At the same time, St. Dominic, returning from Spain full of new ardor after his retreat in the grotto of Segovia, and fully decided to adopt for his Order the rule of poverty, was strongly encouraged in this purpose and overwhelmed with favors.[34] Honorius III. saw in him the providential man of the time, the reformer of the monastic Orders; he showed him unusual attentions, going so far, for example, as to transfer to him a group of monks belonging to other Orders, whom he appointed to act as Dominic's lieutenants on the preaching tours which he believed it to be his duty to undertake, and to serve, under his direction, an apprenticeship in popular preaching.[35]

That Ugolini was the inspiration of all this, the bulls are here to witness. His ruling purpose at that time was so clearly to direct the two new Orders that he chose a domicile with this end in view, and we find him continually either at Perugia—that is to say, within three leagues of Portiuncula—or at Bologna, the stronghold of the Dominicans.

It now becomes manifest that just as the fraternity instituted by Francis was truly the fruit of his body, flesh of his flesh, so does the Order of the Preaching Friars emanate from the papacy, and St. Dominic is only its putative father. This character is expressed in one word by one of the most authoritative of contemporary annalists, Burchard of Ursperg (

1226). "The pope," he says, "instituted and confirmed the Order of the Preachers."[36]

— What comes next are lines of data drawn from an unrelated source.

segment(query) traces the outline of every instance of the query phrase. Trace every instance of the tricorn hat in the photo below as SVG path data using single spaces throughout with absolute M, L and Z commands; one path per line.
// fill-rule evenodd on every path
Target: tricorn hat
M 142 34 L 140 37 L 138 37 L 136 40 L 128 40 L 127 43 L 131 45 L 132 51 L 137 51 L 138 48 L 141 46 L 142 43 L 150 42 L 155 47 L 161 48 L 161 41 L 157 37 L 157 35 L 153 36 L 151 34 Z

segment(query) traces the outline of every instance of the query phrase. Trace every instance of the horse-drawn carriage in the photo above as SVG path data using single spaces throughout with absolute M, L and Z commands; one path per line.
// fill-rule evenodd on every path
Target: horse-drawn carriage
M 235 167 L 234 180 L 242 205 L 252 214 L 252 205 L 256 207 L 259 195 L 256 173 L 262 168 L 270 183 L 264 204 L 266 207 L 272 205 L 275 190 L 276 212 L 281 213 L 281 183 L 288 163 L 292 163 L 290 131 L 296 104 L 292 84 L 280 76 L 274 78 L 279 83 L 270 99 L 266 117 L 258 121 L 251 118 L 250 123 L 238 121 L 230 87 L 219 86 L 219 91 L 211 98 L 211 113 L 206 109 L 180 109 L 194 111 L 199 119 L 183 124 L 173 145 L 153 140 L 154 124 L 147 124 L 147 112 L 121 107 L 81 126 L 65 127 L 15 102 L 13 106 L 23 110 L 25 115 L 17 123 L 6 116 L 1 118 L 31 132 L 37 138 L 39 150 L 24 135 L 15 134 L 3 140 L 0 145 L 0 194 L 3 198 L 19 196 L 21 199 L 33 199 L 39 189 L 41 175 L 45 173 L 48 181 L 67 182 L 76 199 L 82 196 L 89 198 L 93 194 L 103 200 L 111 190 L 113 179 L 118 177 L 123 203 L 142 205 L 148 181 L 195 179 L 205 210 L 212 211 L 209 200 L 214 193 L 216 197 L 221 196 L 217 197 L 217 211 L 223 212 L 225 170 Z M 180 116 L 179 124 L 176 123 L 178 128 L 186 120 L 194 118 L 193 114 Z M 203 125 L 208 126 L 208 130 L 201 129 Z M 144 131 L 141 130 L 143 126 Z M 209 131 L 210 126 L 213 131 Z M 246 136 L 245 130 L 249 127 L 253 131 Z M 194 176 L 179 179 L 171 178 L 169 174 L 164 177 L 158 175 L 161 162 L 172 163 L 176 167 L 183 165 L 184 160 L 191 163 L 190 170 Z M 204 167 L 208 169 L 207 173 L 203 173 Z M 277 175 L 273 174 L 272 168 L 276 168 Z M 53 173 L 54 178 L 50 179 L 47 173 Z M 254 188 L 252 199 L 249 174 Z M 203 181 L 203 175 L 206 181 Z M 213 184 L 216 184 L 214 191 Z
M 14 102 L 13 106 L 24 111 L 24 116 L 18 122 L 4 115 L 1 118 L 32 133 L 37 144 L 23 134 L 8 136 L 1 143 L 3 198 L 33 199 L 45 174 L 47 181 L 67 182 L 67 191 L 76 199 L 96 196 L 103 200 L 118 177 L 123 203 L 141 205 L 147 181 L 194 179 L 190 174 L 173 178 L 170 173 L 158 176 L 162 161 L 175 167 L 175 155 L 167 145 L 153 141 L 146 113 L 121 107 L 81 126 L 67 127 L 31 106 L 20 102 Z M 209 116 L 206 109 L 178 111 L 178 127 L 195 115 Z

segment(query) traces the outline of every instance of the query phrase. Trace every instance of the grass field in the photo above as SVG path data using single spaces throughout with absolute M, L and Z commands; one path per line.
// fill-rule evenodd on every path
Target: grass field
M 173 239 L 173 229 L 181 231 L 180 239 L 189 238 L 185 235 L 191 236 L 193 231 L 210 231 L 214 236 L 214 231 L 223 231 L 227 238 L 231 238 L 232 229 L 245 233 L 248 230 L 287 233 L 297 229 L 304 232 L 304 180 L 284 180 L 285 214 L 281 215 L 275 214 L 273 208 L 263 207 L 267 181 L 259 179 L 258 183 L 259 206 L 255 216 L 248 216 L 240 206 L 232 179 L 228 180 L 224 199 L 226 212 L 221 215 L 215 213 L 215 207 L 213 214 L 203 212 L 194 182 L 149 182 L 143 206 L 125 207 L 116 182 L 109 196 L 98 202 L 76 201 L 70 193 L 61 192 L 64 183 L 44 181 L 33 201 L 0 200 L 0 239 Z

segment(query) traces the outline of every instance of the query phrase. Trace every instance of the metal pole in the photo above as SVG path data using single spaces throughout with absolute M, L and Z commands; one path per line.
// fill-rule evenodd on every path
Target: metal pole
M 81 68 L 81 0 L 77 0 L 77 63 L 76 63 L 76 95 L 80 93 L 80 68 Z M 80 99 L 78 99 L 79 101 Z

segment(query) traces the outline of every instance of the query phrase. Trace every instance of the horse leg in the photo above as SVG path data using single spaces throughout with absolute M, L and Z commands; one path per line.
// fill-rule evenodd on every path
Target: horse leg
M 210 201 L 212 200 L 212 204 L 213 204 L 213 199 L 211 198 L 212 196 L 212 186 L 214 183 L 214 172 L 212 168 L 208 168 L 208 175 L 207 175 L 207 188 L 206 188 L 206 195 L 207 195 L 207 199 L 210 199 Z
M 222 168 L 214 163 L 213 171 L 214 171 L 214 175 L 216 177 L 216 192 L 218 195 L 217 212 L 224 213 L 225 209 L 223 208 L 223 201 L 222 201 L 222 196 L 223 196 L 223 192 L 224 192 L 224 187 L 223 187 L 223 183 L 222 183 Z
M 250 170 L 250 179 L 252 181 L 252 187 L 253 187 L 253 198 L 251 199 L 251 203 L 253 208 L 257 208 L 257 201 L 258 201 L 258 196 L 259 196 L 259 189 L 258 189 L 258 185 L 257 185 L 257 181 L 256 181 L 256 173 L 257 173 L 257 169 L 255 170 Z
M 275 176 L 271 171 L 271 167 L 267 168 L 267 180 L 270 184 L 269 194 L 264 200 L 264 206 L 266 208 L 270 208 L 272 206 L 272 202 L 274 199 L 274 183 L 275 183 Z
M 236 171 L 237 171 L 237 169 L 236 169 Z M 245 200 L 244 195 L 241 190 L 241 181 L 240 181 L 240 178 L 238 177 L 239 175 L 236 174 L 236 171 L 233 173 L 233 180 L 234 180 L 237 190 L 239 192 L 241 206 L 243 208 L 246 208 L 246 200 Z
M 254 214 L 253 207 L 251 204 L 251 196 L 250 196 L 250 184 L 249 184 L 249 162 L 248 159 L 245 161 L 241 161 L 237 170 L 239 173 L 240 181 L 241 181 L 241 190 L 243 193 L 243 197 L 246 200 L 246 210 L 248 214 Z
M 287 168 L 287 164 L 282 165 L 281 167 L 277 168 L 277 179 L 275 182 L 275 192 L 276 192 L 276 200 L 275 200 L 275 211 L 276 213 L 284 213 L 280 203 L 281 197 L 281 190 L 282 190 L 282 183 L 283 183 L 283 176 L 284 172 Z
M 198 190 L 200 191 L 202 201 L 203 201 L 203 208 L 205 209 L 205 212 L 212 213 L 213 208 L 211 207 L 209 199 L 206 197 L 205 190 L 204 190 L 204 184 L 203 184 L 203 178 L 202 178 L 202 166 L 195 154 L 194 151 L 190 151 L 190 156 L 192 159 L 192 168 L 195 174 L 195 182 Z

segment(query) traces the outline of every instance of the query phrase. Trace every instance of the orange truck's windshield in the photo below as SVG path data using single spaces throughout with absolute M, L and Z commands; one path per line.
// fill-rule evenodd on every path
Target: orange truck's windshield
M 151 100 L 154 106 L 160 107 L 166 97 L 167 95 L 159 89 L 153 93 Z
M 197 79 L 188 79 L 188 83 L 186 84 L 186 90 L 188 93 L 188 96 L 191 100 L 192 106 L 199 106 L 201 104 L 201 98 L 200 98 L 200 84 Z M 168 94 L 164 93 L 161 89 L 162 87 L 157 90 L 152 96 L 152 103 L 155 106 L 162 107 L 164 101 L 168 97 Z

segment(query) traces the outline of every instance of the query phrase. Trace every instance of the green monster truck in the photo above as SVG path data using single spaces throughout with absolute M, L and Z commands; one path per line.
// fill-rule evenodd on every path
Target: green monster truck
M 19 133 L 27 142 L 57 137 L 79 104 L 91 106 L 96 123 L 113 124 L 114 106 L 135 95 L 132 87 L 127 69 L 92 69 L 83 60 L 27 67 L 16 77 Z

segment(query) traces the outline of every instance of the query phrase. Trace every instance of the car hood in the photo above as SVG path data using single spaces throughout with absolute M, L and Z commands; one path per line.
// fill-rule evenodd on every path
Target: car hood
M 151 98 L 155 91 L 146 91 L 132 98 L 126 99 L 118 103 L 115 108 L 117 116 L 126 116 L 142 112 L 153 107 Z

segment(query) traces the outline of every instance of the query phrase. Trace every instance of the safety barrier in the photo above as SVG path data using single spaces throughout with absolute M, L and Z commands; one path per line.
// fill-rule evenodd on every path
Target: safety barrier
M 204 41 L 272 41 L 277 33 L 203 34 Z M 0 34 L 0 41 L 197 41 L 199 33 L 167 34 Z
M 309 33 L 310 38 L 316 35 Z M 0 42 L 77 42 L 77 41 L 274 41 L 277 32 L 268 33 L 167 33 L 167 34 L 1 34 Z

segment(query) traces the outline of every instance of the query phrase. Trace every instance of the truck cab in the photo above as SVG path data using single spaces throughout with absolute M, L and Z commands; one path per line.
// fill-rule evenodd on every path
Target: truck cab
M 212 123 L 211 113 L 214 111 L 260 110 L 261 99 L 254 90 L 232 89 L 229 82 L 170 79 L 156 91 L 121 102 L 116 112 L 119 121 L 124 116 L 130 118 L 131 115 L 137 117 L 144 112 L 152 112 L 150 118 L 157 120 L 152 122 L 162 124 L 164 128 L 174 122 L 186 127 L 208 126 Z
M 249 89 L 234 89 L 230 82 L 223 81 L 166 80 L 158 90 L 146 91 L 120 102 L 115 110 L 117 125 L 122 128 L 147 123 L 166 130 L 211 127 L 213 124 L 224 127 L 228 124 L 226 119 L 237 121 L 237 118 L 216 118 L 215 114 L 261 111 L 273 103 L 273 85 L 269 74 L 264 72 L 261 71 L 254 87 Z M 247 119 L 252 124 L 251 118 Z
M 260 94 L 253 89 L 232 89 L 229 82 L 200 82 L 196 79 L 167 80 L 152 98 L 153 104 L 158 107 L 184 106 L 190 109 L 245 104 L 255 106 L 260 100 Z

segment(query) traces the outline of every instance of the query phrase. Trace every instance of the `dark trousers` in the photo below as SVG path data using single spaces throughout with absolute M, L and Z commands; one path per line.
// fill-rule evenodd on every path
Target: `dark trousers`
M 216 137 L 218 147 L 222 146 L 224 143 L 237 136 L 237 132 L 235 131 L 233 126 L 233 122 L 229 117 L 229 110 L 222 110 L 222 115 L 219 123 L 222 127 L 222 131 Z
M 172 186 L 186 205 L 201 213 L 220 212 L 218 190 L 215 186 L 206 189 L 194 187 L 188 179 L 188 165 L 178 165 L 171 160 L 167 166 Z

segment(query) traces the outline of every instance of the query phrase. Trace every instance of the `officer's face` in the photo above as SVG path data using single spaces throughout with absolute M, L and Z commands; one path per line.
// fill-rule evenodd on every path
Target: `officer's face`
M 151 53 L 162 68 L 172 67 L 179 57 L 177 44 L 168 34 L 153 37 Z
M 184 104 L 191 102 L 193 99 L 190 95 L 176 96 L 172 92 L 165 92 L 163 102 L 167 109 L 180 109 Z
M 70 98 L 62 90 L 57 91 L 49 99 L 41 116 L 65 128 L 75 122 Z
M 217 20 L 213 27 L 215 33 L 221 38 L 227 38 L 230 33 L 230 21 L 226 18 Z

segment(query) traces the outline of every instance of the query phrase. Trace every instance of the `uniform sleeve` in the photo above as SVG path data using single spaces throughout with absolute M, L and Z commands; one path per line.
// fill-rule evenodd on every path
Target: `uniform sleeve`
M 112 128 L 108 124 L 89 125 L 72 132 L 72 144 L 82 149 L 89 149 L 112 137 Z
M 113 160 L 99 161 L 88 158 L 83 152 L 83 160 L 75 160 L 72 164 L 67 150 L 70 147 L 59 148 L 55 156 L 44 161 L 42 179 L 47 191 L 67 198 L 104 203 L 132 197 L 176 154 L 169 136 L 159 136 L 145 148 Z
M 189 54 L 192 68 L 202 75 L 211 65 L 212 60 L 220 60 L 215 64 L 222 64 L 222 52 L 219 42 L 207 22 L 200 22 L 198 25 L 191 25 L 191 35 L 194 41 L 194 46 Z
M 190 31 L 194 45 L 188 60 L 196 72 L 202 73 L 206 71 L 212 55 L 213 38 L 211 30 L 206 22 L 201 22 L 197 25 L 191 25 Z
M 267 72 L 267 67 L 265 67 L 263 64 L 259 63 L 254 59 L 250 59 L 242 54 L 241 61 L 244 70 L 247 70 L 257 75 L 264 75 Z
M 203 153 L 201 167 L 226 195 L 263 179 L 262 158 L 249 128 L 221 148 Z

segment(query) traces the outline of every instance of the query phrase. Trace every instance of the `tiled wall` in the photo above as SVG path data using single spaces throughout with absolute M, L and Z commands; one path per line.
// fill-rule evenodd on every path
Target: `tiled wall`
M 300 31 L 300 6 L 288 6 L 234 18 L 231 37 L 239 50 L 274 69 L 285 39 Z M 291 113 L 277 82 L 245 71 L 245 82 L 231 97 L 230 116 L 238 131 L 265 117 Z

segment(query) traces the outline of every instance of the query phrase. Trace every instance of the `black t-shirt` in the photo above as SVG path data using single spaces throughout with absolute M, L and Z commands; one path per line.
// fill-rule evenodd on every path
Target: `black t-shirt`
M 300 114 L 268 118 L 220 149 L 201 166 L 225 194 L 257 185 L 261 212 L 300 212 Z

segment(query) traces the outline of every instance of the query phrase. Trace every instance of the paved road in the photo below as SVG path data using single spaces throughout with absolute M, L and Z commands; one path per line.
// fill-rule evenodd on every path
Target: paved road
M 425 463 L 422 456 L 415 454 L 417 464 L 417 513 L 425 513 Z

Francis on his journey in the Orient had taken for special companion a friar whom we have not yet met, Pietro di Catana or dei Cattani. Was he a native of the town of Catana? There is no precise indication of it. It appears more probable that he belonged to the noble family dei Cattani, already known to Francis, and of which Orlando, Count of Chiusi in Casentino, who gave him the Verna, was a member. However that may be, we must not confound him with the Brother Pietro who assumed the habit in 1209, at the same time with Bernardo of Quintavallo, and died shortly afterward. Tradition, in reducing these two men to a single personage, was influenced not merely by the similarity of the names, but also by the very natural desire to increase the prestige of one who in 1220-1221 was to play an important part in the direction of the Order.[37]